Significance tests: the z-test - comparing with a population of known mean and variance
Overview
Teaching: 30 min
Exercises: 10 minQuestions
How do I compare a sample mean with an expected value, when I know the true variance that the data are sampled from?
Objectives
Learn the general approach to significance testing, including how to formulate a null hypothesis and calculate a p-value.
See how you can formulate statements about the signficance of a test.
Learn how to compare a normally distributed sample mean with an expected value for a given hypothesis, assuming that you know the variance of the distribution the data are sampled from.
In this episode we will be using numpy, as well as matplotlib’s plotting library. Scipy contains an extensive range of distributions in its ‘scipy.stats’ module, so we will also need to import it. Remember: scipy modules should be installed separately as required - they cannot be called if only scipy is imported.
import numpy as np
import matplotlib.pyplot as plt
import scipy.stats as sps
Significance testing
We want to test the idea that our data are drawn from a distribution with a given mean value. For the Michelson case, this is the speed of light in air, i.e. we are testing the null hypothesis that the difference between our data distribution’s mean and the speed of light in air is consistent with being zero. To do this, we need to carry out a significance test, which is a type of hypothesis test where we compare a test statistic calculated from the data with the distribution expected it if the null hypothesis is true.
The procedure for significance testing is:
- Choose a test statistic appropriate to test the null hypothesis.
- Calculate the test statistic for your data.

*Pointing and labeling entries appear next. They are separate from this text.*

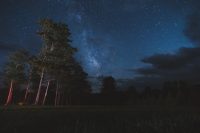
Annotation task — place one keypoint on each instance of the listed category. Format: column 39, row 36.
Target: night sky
column 122, row 38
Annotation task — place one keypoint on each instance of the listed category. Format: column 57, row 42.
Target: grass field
column 98, row 119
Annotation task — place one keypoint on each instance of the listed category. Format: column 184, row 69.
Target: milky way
column 112, row 35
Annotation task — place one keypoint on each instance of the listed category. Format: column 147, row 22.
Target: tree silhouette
column 56, row 60
column 15, row 71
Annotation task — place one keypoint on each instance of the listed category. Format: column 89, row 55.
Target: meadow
column 99, row 119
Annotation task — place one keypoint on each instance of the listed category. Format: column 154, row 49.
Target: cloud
column 184, row 56
column 182, row 65
column 192, row 30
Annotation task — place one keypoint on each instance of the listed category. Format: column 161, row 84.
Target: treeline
column 173, row 93
column 32, row 78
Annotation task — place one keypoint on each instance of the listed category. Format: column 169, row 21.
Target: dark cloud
column 184, row 64
column 192, row 30
column 184, row 56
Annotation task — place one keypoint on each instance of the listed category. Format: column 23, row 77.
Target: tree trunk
column 26, row 94
column 45, row 95
column 40, row 86
column 10, row 94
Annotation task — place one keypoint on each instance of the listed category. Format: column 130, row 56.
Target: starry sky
column 114, row 37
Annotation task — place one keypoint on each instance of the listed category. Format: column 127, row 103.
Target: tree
column 108, row 85
column 15, row 71
column 56, row 59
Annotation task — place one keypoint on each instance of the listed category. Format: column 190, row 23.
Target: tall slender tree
column 15, row 71
column 57, row 59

- Compare the test statistic with the distribution expected for it if your null hypothesis is true: the percentile (and whether or not the test is two-tailed) of the test statistic in the distribution gives the \(p\)-value, which is the probability that you would obtain the observed test statistic if your null hypothesis is true.
The \(p\)-value is an estimate of the statistical significance of your hypothesis test. It represents the probability that the test statistic is equal to or more extreme than the one observed, Formally, the procedure is to pre-specify (before doing the test, or ideally before even looking at the data!) a required significance level \(\alpha\), below which one would reject the null hypothesis, but one can also conduct exploratory data analysis (e.g. when trying to formulate more detailed hypotheses for testing with additional data) where a \(p\)-value is simply quoted as it is and possibly used to define a set of conclusions.
The null hypothesis itself should be framed according to the scientific question you are trying to answer. We cannot write a simple prescription for this as the range of questions and ways to address them is too vast, but we give some starting points further below and you will see many examples for inspiration in the remainder of this course.
Significance testing: two-tailed case
Often the hypothesis we are testing predicts a test statistic with a (usually symmetric) two-tailed distribution, because only the magnitude of the deviation of the test statistic from the expected value matters, not the direction of that deviation. A good example is for deviations from the expected mean due to statistical error: if the null hypothesis is true we don’t expect a preferred direction to the deviations and only the size of the deviation matters.
Calculation of the 2-tailed \(p\)-value is demonstrated in the figure below. For a positive observed test statistic \(Z=z^{\prime}\), the \(p\)-value is twice the integrated probability density for \(z\geq z^{\prime}\), i.e. \(2\times(1-cdf(z^{\prime}))\).
Note that the function 1-cdf is called the survival function and it is available as a separate method for the statistical distributions in
scipy.stats
, which can be more accurate than calculating 1-cdf explicitly for very small \(p\)-values.For example, for the graphical example above, where the distribution is a standard normal:
print("p-value = ",2*sps.norm.sf(1.7))
p-value = 0.08913092551708608
In this example the significance is low and the null hypothesis is not ruled out at better than 95% confidence.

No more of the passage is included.